What may not seem like much in the grand scheme of the entire state, north of 7,000 customers across upstate and Western New York customers ripples hard.
"[It is] all the way from the individual insured to the insurance companies to insurance agents like ourselves here at AAA," he added.
Agents and brokers like Kirst's office to the Doug Neil Insurance Agency in the Capitol Region have been in overdrive.
"We have, since July, put a team together that John Graham is leading that literally have been working solely with Adirondack clients that are coming in early [and] staying late nights to get people in to get the insurance moved to other carriers that we work with," said insurance agent Vicky Pepaj.
This comes as Adirondack's rates were low, which is great for customers, but as Pepaj and Graham note, may have cost the company.
"Essentially that's maybe a little too little, too late as far as the money in versus money out," said Graham. "I could see the Department of Financial Services increasing their scrutiny over carriers and just making sure that [they are] giving them a stress test, so to speak, as far as making sure they can adequately stay solvent."
It means insurance companies are going to have to sort through potential new customers as it is a business of risk.
"Other carriers have to decide how they're going to take on these new risks and determine how they're going to price it [and] if they're willing to take it," said Graham.

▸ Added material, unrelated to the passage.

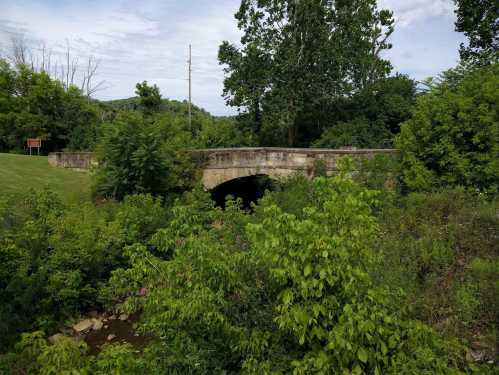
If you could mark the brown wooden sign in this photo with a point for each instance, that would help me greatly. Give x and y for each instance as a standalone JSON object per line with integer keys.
{"x": 34, "y": 143}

"Standard deductible for a home is around $1,000," Pepaj said. "We have carriers now that are at $2,500."
With months until the official cutoff of policies and services, the task continues to get everyone under a new umbrella.
"[It is] very scary," she noted. "I mean, personally, just as an ad agency. It's an eye opener that insured need to take more of a responsibility. If they're not already, [they need] to know what they're purchasing and know their coverages that they have."
The good news is either directly through other carriers or your friendly neighborhood agents...
"We were initially shocked, but then again, what is our game plan?" Pepaj asked. "What do we do? How do we help people that are in this situation?"
"That's the good thing about having multiple insurance carriers, is we're able to do a lot of that legwork for that customer," Kirst said. "[We] shop their shirts around for them [and] make sure that they have the proper coverages, but also at the best possible rates."
Customers who will be shopping around to replace their coverage may be in for some sticker shock, but one of the other biggest takeaways is going to be if that's not taken care of in the next six months. A lapse in coverage makes finding replacement policies way more of a hassle and a financial burden.